Justiça por Orelha 

OPINIÃO - Paula Carneiro

Data 03/02/2026
Horário 05:00

Caro leitor, na última publicação, falei sobre o aumento de maus-tratos e abandono de animais, principalmente no período de férias. Infelizmente volto com o assunto para falar da morte do Orelha , que gerou revolta nacional e repercussão na opinião pública.
Embora não tivesse um tutor único ou definido, Orelha era um cão comunitário, que estabelecia laços de afeto e manutenção com moradores e comerciantes locais. Foi brutalmente assassinado e infelizmente devido à gravidade dos ferimentos, foi necessária a sua eutanásia. Casos como esses são recorrentes no Brasil, podemos nos lembrar do Manchinha, Sansão, Fox, o cavalo de Bananal e ainda essa semana o Abacate, cão comunitário de Toledo no Paraná, morto a tiros, e as investigações apontam que houve intenção de matar, porém ainda não têm pistas do autor do crime.
Agora pergunto: o que precisamos fazer para frear essas ações que acontecem todos os dias na calada da noite e à luz da impunidade? Precisamos urgente de uma atualização na lei da maioridade penal, pois a mesma foi instituída há 40 anos atrás. Sendo necessário também uma revisão e atualização do ECA (Estatuto da Criança e do Adolescente), que é de 1990 e de lá pra cá a sociedade mudou, assim como os jovens mudaram seus comportamentos.
Diante disso tudo, em resposta à comoção social, o deputado estadual de Santa Catarina, Napoleão Bernardes (PSD), protocolou um projeto de lei na Assembleia Legislativa, que amplia as sanções administrativas aplicadas a condenados por violência contra animais.
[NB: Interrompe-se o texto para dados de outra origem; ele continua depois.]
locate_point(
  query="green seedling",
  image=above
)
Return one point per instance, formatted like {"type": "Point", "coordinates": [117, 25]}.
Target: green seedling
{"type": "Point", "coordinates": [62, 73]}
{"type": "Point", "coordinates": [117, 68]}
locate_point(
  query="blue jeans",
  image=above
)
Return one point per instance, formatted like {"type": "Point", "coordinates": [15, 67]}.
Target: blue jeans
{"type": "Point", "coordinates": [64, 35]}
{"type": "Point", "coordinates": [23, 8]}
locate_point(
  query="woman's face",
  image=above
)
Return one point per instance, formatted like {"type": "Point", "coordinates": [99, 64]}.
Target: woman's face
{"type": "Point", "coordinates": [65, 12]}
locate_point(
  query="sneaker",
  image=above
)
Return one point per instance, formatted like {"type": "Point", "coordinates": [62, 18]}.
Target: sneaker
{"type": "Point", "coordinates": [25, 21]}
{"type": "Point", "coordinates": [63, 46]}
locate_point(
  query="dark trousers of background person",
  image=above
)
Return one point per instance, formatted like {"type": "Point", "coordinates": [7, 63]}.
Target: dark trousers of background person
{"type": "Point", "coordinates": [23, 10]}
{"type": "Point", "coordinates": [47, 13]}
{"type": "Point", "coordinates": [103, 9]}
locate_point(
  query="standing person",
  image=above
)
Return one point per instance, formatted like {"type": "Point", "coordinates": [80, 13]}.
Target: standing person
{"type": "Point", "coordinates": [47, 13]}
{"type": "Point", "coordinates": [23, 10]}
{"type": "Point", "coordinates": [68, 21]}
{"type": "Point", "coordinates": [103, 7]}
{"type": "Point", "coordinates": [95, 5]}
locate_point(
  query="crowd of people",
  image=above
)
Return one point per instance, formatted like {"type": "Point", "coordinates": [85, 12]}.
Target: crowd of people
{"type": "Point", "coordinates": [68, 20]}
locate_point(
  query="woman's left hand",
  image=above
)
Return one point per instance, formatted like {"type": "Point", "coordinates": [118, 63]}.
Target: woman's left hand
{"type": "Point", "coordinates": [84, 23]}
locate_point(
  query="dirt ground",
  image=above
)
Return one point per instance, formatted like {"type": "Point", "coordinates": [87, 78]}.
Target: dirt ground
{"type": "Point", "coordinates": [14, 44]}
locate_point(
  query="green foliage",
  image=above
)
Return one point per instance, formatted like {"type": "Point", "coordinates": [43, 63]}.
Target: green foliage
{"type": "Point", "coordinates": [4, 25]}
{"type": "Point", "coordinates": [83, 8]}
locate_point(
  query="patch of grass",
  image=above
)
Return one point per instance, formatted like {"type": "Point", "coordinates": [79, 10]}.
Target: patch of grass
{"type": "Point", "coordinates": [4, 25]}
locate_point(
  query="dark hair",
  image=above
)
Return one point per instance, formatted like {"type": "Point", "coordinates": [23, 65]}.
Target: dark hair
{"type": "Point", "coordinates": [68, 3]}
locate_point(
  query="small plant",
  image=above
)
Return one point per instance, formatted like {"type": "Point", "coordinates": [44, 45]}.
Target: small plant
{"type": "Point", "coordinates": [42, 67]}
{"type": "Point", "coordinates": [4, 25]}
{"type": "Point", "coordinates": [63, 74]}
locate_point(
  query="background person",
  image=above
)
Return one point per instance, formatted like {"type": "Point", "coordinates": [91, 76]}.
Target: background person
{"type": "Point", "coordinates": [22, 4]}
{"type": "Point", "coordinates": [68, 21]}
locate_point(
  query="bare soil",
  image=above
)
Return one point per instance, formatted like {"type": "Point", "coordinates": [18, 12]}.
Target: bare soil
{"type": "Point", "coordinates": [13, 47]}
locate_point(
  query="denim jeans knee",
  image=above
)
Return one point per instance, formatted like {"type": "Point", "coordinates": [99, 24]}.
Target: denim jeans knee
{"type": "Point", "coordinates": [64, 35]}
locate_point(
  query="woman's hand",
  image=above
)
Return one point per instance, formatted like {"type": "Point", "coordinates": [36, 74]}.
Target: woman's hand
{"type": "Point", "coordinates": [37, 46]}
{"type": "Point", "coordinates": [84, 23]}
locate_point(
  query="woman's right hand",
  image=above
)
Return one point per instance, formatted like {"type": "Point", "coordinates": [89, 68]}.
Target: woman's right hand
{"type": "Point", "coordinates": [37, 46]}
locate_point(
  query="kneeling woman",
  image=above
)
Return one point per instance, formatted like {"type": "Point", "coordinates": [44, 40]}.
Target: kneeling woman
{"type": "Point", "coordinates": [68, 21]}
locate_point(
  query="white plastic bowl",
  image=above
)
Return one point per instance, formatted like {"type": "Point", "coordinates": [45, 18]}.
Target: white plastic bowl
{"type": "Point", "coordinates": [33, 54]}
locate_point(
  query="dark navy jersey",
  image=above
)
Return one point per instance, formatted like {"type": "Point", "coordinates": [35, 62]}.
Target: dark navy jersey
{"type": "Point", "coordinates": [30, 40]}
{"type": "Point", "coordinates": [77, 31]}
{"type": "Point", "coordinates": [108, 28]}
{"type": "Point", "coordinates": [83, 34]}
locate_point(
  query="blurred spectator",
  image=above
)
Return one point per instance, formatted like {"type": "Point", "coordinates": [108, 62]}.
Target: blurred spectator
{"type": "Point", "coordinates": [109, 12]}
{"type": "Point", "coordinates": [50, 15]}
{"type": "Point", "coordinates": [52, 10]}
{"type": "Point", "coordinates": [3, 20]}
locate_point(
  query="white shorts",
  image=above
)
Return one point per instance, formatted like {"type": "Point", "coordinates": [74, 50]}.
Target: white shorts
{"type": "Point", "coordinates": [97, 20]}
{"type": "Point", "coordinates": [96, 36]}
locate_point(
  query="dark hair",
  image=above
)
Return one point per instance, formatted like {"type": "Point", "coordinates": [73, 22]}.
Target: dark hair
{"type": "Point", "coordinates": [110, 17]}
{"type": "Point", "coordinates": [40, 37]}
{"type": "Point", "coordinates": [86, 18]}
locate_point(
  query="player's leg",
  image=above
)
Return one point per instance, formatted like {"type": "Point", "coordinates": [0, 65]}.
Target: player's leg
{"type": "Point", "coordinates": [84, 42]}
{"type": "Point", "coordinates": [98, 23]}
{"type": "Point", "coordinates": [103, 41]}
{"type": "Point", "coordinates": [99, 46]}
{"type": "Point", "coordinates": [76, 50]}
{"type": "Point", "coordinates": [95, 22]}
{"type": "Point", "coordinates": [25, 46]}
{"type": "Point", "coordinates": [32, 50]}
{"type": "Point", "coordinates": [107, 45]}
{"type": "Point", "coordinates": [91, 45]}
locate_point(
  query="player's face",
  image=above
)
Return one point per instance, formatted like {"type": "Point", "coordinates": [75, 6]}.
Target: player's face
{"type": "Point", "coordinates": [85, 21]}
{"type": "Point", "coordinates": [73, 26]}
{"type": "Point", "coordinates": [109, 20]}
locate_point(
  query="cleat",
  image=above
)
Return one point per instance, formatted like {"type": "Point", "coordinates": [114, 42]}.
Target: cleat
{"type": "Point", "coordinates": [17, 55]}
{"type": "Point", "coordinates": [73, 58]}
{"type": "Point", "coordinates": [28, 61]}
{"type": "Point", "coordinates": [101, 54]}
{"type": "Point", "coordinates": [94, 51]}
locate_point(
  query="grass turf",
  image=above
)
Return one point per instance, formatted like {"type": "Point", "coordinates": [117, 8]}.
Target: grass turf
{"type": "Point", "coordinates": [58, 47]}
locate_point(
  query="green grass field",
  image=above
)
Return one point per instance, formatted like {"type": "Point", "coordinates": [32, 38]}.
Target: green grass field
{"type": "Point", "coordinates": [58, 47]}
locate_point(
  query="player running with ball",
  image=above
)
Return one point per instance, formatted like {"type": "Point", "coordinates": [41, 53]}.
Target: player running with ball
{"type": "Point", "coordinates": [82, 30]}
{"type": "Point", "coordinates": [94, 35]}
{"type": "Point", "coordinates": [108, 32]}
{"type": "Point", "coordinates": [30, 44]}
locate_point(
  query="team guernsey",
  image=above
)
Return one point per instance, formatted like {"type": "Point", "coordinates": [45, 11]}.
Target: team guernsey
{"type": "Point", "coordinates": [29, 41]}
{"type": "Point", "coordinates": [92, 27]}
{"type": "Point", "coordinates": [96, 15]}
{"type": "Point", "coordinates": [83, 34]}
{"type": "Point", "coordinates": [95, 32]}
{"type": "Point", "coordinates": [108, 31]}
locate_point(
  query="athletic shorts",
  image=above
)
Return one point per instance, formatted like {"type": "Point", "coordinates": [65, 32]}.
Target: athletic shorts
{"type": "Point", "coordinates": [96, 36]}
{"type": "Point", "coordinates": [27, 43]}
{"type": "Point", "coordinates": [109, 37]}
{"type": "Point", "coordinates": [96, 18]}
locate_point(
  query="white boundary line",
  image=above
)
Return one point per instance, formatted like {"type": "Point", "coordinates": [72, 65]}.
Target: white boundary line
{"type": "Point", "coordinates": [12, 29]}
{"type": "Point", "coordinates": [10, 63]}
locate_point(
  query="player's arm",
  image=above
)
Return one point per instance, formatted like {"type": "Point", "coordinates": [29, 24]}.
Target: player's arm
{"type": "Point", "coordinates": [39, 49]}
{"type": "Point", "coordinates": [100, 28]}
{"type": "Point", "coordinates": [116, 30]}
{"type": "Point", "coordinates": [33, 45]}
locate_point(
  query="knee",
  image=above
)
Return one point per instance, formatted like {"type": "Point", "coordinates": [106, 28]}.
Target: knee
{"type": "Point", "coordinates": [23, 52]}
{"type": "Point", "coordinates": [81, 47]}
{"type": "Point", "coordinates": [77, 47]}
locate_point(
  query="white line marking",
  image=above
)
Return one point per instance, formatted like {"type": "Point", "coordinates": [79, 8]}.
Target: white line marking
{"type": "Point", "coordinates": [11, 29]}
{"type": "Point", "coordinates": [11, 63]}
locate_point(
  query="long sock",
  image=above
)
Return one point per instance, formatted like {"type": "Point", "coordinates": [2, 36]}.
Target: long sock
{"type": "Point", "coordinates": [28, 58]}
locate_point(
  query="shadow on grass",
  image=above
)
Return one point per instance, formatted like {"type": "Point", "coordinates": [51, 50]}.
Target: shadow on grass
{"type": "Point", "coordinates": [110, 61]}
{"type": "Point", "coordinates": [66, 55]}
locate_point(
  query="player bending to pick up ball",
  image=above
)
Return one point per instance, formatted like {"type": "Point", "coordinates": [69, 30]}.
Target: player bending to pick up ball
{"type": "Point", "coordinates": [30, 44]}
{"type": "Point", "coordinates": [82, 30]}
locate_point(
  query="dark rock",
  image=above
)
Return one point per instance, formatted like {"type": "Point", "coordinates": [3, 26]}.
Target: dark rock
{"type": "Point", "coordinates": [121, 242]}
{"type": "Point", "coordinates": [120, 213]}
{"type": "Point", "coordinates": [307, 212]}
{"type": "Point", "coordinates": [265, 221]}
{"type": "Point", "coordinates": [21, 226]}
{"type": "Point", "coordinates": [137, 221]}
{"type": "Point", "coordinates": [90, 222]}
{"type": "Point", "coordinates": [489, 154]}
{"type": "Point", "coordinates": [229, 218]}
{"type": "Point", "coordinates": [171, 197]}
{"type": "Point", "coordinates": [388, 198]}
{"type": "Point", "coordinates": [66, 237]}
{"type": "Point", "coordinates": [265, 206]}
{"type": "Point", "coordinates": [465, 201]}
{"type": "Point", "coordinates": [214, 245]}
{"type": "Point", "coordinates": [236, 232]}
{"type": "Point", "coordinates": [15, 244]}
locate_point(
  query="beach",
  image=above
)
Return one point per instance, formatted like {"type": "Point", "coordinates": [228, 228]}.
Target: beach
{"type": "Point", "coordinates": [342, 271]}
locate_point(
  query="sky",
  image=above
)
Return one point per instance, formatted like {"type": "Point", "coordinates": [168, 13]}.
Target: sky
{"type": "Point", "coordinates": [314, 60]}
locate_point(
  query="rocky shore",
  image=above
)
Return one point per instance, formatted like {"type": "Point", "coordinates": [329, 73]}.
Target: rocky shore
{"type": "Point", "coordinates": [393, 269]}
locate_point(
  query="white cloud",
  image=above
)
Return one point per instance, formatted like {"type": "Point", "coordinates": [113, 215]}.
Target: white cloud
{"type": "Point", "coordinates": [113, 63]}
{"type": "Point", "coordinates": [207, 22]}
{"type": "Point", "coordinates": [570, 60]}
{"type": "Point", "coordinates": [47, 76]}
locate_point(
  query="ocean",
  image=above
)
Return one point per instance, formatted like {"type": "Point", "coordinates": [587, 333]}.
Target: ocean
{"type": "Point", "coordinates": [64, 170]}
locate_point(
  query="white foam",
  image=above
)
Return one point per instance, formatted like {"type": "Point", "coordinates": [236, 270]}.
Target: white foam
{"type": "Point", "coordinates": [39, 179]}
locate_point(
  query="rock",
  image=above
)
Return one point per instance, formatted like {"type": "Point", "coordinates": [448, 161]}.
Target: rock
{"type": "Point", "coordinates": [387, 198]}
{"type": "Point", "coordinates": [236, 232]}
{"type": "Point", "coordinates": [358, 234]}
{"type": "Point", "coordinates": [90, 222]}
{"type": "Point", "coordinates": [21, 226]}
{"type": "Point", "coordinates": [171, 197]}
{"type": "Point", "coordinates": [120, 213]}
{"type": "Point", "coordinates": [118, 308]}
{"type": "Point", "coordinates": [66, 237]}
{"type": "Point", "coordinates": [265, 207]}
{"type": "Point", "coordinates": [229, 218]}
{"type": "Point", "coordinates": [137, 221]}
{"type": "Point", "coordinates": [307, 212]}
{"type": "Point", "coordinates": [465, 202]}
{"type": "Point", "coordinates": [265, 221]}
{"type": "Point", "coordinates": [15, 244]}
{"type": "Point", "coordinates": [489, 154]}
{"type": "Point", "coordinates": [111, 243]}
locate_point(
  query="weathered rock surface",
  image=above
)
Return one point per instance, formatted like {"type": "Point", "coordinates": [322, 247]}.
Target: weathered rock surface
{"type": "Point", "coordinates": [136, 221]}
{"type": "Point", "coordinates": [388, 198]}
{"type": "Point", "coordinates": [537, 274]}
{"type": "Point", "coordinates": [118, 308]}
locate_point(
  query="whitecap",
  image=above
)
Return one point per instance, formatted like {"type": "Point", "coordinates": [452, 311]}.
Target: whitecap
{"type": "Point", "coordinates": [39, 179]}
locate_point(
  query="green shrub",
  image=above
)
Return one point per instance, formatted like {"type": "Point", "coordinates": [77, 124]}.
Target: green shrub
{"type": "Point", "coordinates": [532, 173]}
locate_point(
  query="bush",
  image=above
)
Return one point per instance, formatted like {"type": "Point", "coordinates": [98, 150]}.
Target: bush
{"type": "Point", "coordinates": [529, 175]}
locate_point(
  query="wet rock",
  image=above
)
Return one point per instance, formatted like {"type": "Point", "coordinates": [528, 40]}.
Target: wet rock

A proposta estabelece que pessoas condenadas por maus-tratos fiquem impedidas de participar de ações, programas e políticas públicas estaduais relacionadas à adoção, acolhimento ou comércio de animais. 
O texto também cria o CEAA (Cadastro Estadual de Agressores dos Animais) que, além das restrições envolvendo programas de proteção animal, os inscritos no cadastro ficam proibidos de acessar concursos públicos estaduais, programas sociais e educacionais, bem como benefícios, incentivos e descontos tributários concedidos pelo Estado. 
Embora os maus-tratos a animais já sejam tipificados como crime pela legislação federal (art. 32, §1º-A, da Lei nº 9.605/1998), o parlamentar, que é doutor em Direito, defende que o enfrentamento à violência precisa ir além da punição penal. “O projeto também reforça a responsabilização do responsável legal nos casos em que o autor direto do crime não possa responder administrativamente por seus atos, fechando brechas e ampliando o alcance da responsabilização”.
A certeza disso tudo é que não podemos nos eximir, pois do contrário teremos falhado como sociedade, não só na proteção dos animais, mas também na educação dos nossos jovens.
Perdão Orelha, Manchinha, Sansão, Fox, Abacate, Cavalo de Bananal vítimas indefesas que confiavam nos humanos. Prometo que não vamos nos calar. Digite nas redes sociais #justiçapororelha/justiçaporabacate.